Published by Irish Academic Press, Dublin 2014

Reviewer: Eoin O’Driscoll

John Fox chronicles the extraordinary tale of Fr Eugene McNamara, the young Ennis native’s attempt to establish a “New Clare” in the far off pastures of California amidst an extraordinary convalescence of international political forces.

When MacNamara set out to establish an Irish colony in the Americas, the Mexican North Western province of “Alta California” appeared the perfect place. Ireland’s inefficient agricultural system and the economic ill effects of the 1801 Act of Union had fostered a huge demand for pastures new for a beleaguered Irish nation. For the Irish emigrant it offered a freedom to practice the Catholic religion denied at home. For the Mexican state, Irish immigrants could settle the fragile frontier and secure it from further expansion from the United States.

Eugene MacNamara, a young Irish priest, tried to establish ‘New Clare’ in Mexican California.

However, on the very day that MacNamara received approval for his colonial dream from the Mexican government, Alta California declared its independence from the Mexican state. Within months US President Polk would launch the US-Mexican War that would lead to “Alta California” joining the US as the state of California in 1950, joining the former Mexican territories of Oregon and Texas in ensuring the dismemberment of the Mexican state.

Thusly did McNamara’s grand design find itself swamped by international intrigue. With Mexico viewing Britain as its security guarantor, McNamara became a “British” or “Jesuit” agent in the eyes of Washington, despite being neither.  His proposed colony was the subject of concern for figures in Spanish and French government and crucially was targeted as insidious to Polk’s reinvigoration of the Monroe doctrine.

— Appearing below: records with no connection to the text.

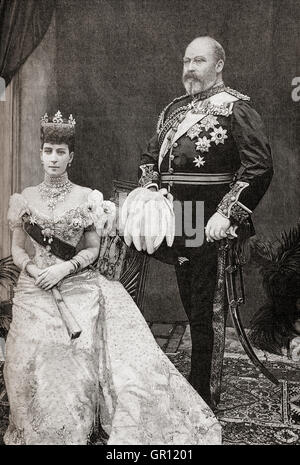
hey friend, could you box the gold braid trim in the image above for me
[210,241,228,408]
[224,86,250,101]
[217,181,252,224]
[156,94,188,134]
[138,163,160,188]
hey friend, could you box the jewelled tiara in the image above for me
[41,110,76,129]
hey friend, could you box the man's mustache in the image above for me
[183,72,201,82]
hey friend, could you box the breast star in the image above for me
[193,155,206,168]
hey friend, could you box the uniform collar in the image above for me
[192,82,225,101]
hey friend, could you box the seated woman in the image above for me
[4,111,221,445]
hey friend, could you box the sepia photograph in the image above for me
[0,0,299,449]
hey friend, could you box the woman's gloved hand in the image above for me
[35,262,71,291]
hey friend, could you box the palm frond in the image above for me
[0,300,12,338]
[249,303,291,355]
[249,222,300,354]
[0,256,19,288]
[277,225,300,260]
[250,223,300,293]
[0,314,11,332]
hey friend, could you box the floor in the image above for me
[168,325,300,445]
[1,325,300,445]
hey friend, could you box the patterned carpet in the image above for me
[168,352,300,445]
[1,327,300,445]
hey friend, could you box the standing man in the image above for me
[138,36,273,407]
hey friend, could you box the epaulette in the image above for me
[224,86,250,101]
[156,94,188,134]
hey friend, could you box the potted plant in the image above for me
[249,222,300,357]
[0,256,19,339]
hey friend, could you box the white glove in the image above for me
[121,188,147,250]
[162,193,175,247]
[121,187,154,230]
[226,225,238,239]
[121,187,175,254]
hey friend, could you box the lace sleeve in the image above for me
[86,190,116,237]
[7,193,30,230]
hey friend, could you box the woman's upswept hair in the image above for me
[40,111,76,152]
[40,124,75,153]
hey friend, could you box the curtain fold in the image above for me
[0,0,55,86]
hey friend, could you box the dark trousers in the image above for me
[175,242,219,406]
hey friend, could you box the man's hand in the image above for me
[205,212,231,242]
[35,262,71,291]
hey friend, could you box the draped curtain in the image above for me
[0,0,56,86]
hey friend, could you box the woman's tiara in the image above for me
[41,111,76,128]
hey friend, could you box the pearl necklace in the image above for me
[38,172,73,211]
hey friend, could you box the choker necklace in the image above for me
[38,172,73,211]
[192,82,225,101]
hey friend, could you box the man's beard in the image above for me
[182,72,215,96]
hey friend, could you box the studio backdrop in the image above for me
[1,0,299,324]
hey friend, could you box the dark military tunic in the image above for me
[140,85,273,243]
[139,84,273,405]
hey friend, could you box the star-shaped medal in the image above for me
[195,136,211,153]
[200,115,219,131]
[210,126,228,145]
[193,155,206,168]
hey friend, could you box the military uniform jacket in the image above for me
[139,84,273,249]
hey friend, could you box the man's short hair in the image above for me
[190,36,226,64]
[211,38,226,64]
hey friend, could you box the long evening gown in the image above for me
[4,190,221,445]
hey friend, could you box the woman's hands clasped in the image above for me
[35,262,71,291]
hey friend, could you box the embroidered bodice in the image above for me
[7,189,116,268]
[28,205,94,246]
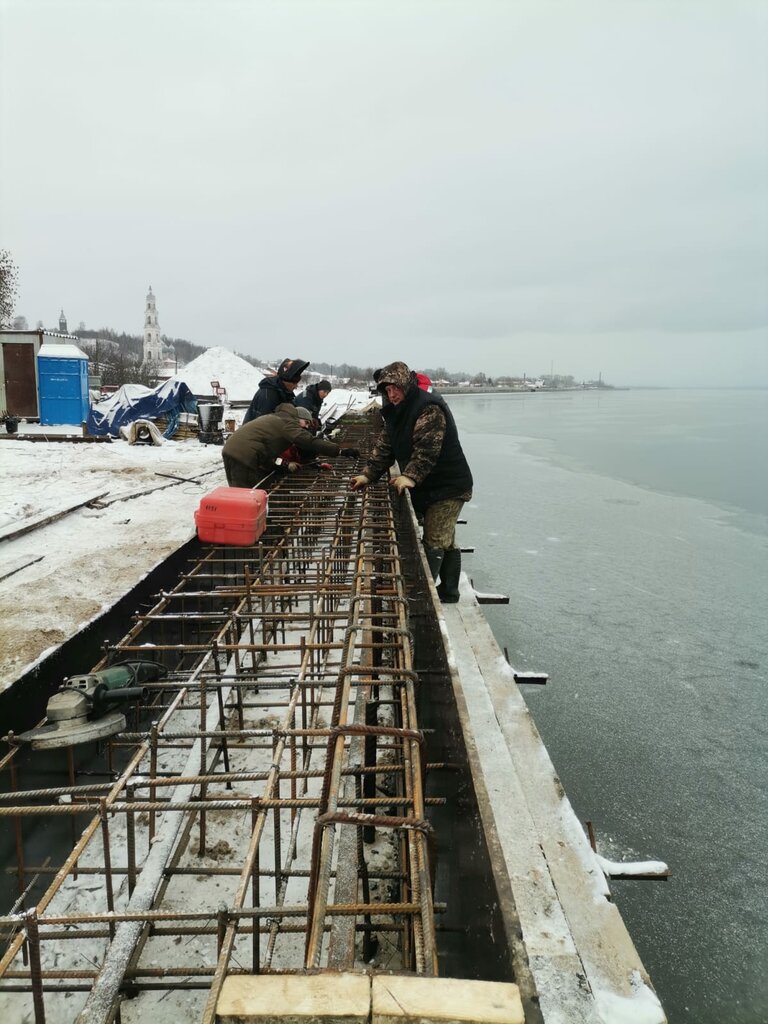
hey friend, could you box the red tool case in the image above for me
[194,487,268,546]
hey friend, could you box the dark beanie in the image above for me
[278,358,310,382]
[317,380,332,392]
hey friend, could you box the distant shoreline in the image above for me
[441,385,768,395]
[438,385,628,395]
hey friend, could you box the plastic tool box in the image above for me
[194,487,268,546]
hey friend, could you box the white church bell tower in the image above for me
[143,286,162,365]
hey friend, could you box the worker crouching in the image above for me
[223,405,359,487]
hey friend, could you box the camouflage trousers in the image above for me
[422,498,465,551]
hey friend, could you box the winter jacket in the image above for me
[296,383,326,419]
[243,376,296,424]
[223,404,341,474]
[364,362,473,514]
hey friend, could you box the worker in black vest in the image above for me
[350,361,473,602]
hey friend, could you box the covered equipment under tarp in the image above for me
[86,380,197,438]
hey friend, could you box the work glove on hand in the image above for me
[350,474,370,491]
[339,447,361,459]
[287,462,300,473]
[319,462,333,472]
[390,475,415,495]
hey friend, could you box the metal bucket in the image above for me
[197,402,223,431]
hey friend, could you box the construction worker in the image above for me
[350,361,472,602]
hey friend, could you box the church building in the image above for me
[143,286,163,365]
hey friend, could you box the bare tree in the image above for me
[0,250,19,328]
[100,347,157,389]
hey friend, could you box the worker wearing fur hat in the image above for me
[223,404,359,487]
[242,357,310,425]
[350,361,472,603]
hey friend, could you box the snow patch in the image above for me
[595,971,666,1024]
[596,855,669,878]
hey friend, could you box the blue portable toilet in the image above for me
[37,342,90,426]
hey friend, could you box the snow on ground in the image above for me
[0,427,225,692]
[0,389,374,693]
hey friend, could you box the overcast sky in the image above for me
[1,0,766,385]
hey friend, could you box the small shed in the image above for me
[37,341,90,426]
[0,330,43,416]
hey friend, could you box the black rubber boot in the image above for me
[437,547,461,603]
[424,547,445,582]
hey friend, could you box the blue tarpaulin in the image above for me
[86,380,197,438]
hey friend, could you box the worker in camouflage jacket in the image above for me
[350,361,473,602]
[223,404,359,487]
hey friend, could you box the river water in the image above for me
[445,388,768,1024]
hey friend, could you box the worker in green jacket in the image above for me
[222,404,359,488]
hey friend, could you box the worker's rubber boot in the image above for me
[437,547,461,603]
[424,547,445,582]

Russian and Prussian machinations also found their way into the empty hinterland of Alta California. MacNamara’s grand vision thereby found itself caught between the establishment of the modern United States of America and the withdrawal of the European powers from their American “discoveries”. Forces far beyond the control of the missionary priest from County Clare would coalesce to submerge his ambitious dream.

MacNamara’s ‘project’ brought him into conflict with a host of colonial powers and the United States, who described him as a ‘British Jesuit’.

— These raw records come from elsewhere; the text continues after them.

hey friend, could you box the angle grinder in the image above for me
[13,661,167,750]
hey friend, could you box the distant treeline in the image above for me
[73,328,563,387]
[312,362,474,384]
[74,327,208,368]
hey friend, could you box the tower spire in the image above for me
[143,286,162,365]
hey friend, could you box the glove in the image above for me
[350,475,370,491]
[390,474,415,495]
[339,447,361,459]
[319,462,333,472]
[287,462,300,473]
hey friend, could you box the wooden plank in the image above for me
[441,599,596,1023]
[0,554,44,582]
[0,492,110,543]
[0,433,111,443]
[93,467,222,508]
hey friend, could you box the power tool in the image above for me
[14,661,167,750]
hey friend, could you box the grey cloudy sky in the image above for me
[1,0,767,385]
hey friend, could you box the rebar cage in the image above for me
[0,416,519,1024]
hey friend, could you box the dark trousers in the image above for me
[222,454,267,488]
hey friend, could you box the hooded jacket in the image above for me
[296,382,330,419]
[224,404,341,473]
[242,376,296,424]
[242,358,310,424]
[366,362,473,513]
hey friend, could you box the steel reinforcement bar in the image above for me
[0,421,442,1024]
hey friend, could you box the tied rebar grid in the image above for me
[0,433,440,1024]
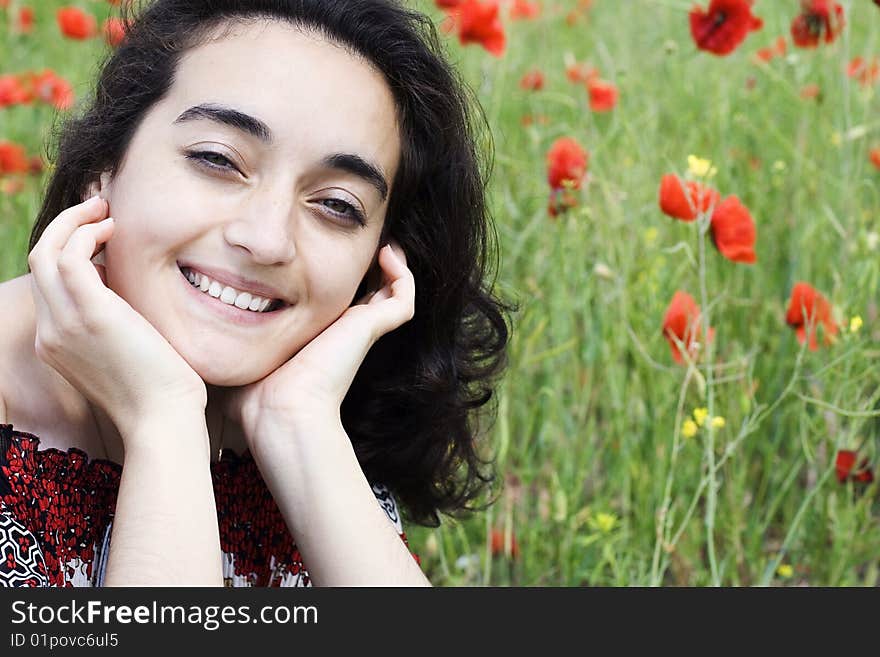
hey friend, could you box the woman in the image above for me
[0,0,511,586]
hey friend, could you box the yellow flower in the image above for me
[687,154,717,179]
[850,315,863,333]
[682,419,698,439]
[776,563,793,579]
[693,407,709,426]
[710,416,726,429]
[644,227,658,244]
[592,512,618,534]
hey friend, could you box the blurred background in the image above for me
[2,0,879,585]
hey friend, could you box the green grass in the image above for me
[2,1,879,586]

The central role of Irish figures as these dramas unfold is evident throughout Fox’s study. He details the oft forgotten international influence of the Irish nation on the course of nineteenth century history. We see Irish priests central to the resurgence of Catholicism in post Revolutionary France, establishing seminaries that served to educate a generation of missionaries, including McNamara himself. We see the impact of “Wild Geese” Irishmen in Bolivar’s fight to shed the shackles of colonialism in South America.

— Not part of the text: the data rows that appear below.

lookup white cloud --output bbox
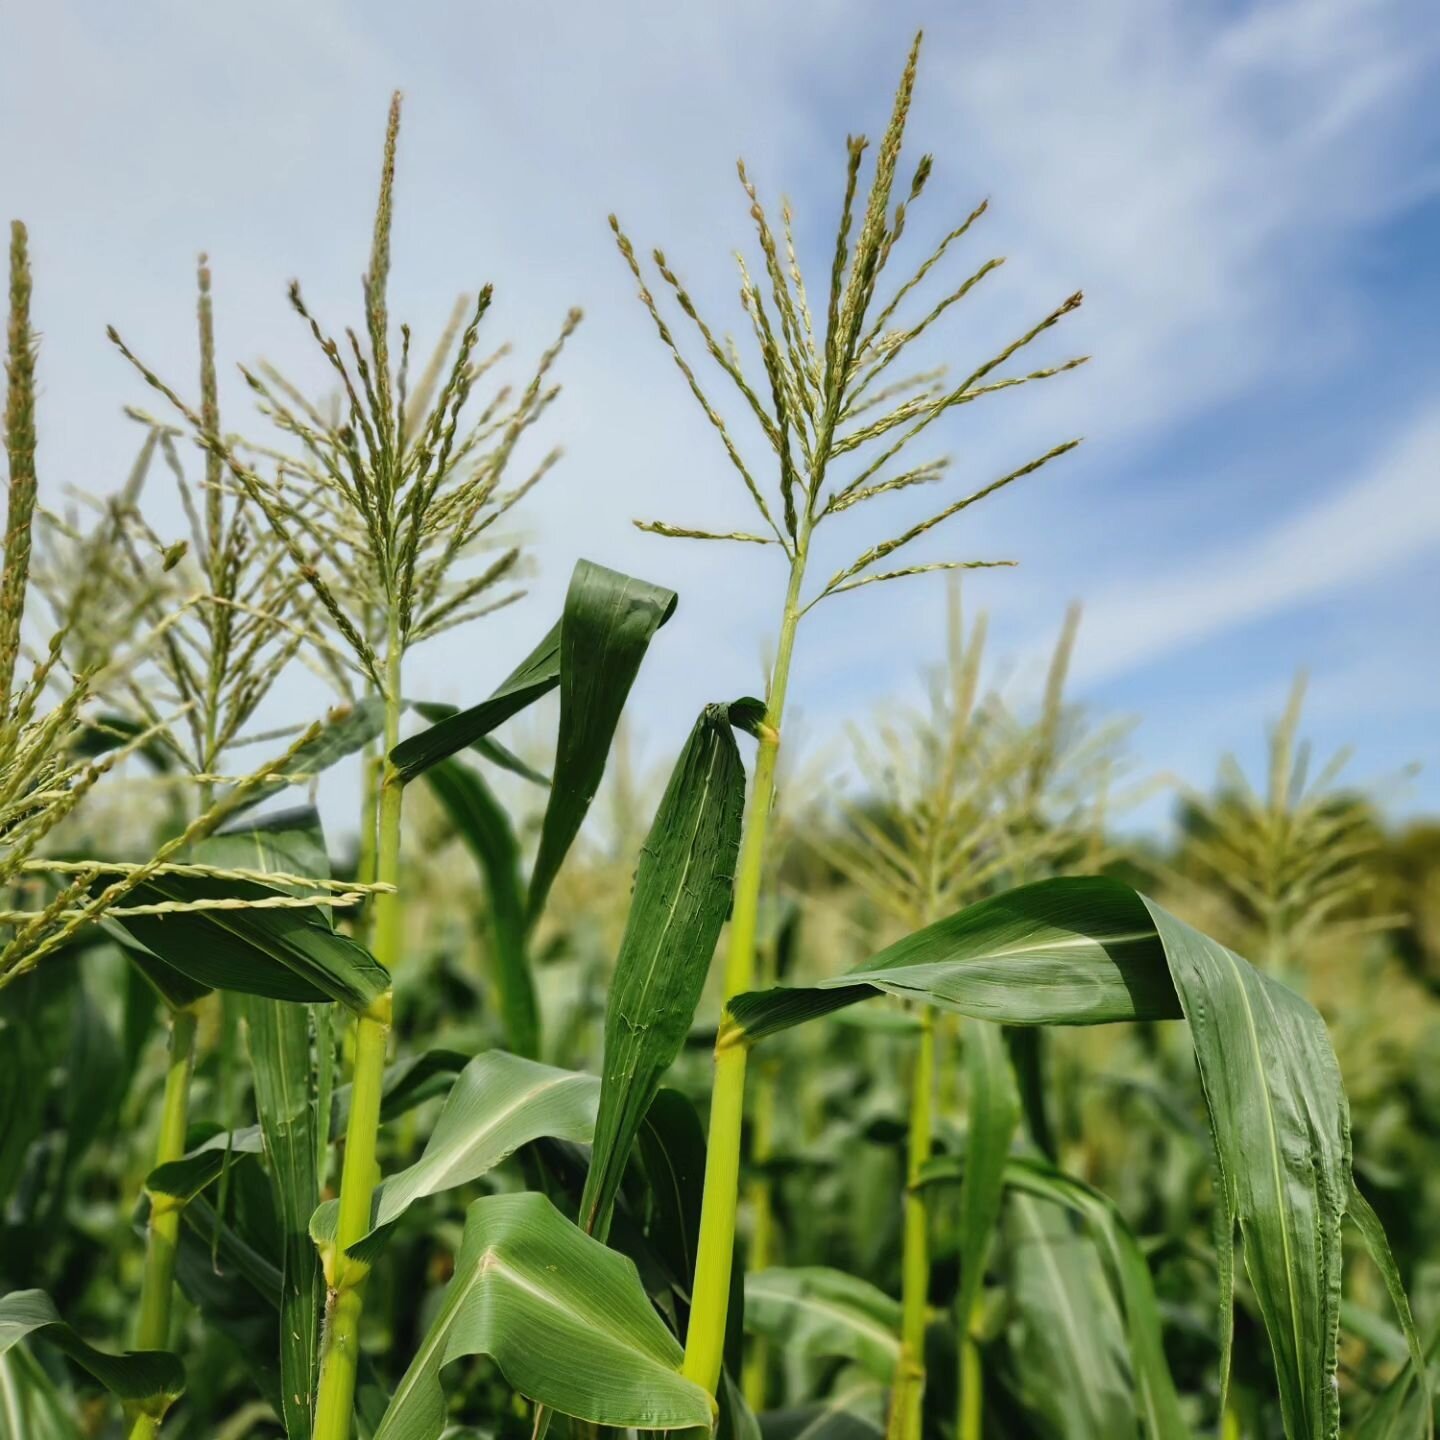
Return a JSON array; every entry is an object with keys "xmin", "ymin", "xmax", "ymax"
[{"xmin": 1060, "ymin": 404, "xmax": 1440, "ymax": 688}]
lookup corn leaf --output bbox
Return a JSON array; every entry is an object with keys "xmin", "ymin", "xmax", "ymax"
[
  {"xmin": 579, "ymin": 701, "xmax": 747, "ymax": 1238},
  {"xmin": 309, "ymin": 1050, "xmax": 599, "ymax": 1262},
  {"xmin": 0, "ymin": 1343, "xmax": 82, "ymax": 1440},
  {"xmin": 636, "ymin": 1088, "xmax": 710, "ymax": 1326},
  {"xmin": 411, "ymin": 700, "xmax": 549, "ymax": 786},
  {"xmin": 372, "ymin": 1191, "xmax": 713, "ymax": 1436},
  {"xmin": 731, "ymin": 875, "xmax": 1402, "ymax": 1440},
  {"xmin": 759, "ymin": 1382, "xmax": 887, "ymax": 1440},
  {"xmin": 526, "ymin": 560, "xmax": 679, "ymax": 922},
  {"xmin": 0, "ymin": 1289, "xmax": 184, "ymax": 1420},
  {"xmin": 1006, "ymin": 1191, "xmax": 1138, "ymax": 1440},
  {"xmin": 929, "ymin": 1150, "xmax": 1188, "ymax": 1439},
  {"xmin": 955, "ymin": 1018, "xmax": 1019, "ymax": 1340},
  {"xmin": 389, "ymin": 558, "xmax": 675, "ymax": 785},
  {"xmin": 112, "ymin": 872, "xmax": 389, "ymax": 1012},
  {"xmin": 743, "ymin": 1268, "xmax": 901, "ymax": 1382},
  {"xmin": 424, "ymin": 759, "xmax": 537, "ymax": 1057},
  {"xmin": 223, "ymin": 697, "xmax": 387, "ymax": 820},
  {"xmin": 237, "ymin": 863, "xmax": 325, "ymax": 1440},
  {"xmin": 149, "ymin": 1047, "xmax": 467, "ymax": 1205}
]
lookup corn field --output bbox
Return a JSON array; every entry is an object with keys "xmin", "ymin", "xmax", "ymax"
[{"xmin": 3, "ymin": 31, "xmax": 1440, "ymax": 1440}]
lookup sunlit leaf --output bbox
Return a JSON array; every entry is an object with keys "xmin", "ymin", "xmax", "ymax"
[{"xmin": 373, "ymin": 1192, "xmax": 713, "ymax": 1436}]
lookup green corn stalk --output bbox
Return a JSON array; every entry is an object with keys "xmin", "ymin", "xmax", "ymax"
[{"xmin": 614, "ymin": 32, "xmax": 1086, "ymax": 1400}]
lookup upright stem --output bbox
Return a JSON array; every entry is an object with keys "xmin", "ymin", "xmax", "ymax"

We see figures such as Juan Dumfi O’Donojú, Pedro ÓCrouley y ÓDonnell and of course, Bernardo O’Higgins playing significant roles in South American business and politics. And of course we are exposed to the countless Irish figures who gained prominence through the British imperial system itself. The world in which Fr Eugene MacNamara found himself was one in which Irishmen had earned themselves positions of great prominence all over the globe.  Men from Dublin, Cork and indeed Clare were to play great roles in history of the nineteenth century.

This glimpse, offered by Fox,  of the sprawling international influence of the 19th Century Irish is all the more remarkable for the rapid withdrawal from the world at large that marked the Ireland of the 20th Century. Whereas the era of McNamara saw Daniel O’Connell heralded as a great international Liberal leader and abolitionist, it would see the failed Young Ireland revolution lead to Thomas Francis Meagher,   Charles Gavan Duffy and (albeit ignominiously) John Mitchel, establish themselves as major figures in the New World of Australia and the Americas.

The era of DeValera, on the other hand, was one of decades of an insular Irish nationalism where myopic notions of autarky far outweighed any grand visions of international influence. The sheer extent of Fr McNamara’s Californian vision was a product of his times that would have been unimaginable mere decades later.

McNamara’s tale of an Irishman’s optimism swamped by the forces of international politics (and capitalism) grants a compelling insight into what it meant to be an Irishman in the 19th century

McNamara’s tale of an Irishman’s optimism swamped by the forces of international politics (and capitalism) grants a compelling insight into what it meant to be an Irishman in the 19th century. It proffers an insight into the complexities of the Irish identity during this period. However, Fox’s account suffers from the lamentable lack of available information about McNamara’s own life and the lives of many of his tales other protaganists.

Characters flit in and out of the narrative, marking some impact on the tale of El Proyecto McNamara before fading yet again into obscurity. At times McNamara himself seems pushed into the background as more readily accountable figures such as Lord Aberdeen and US President Polk take to the fore. While Fox does a solid job of conveying McNamara’s story, there is much information still left to be uncovered.

Regarded as almost demonical by the highest echelons of US government, McNamara was an Irishman whose grand ambition could not overcome the tumultuous international political forces of his time. His is a tale well worth the telling.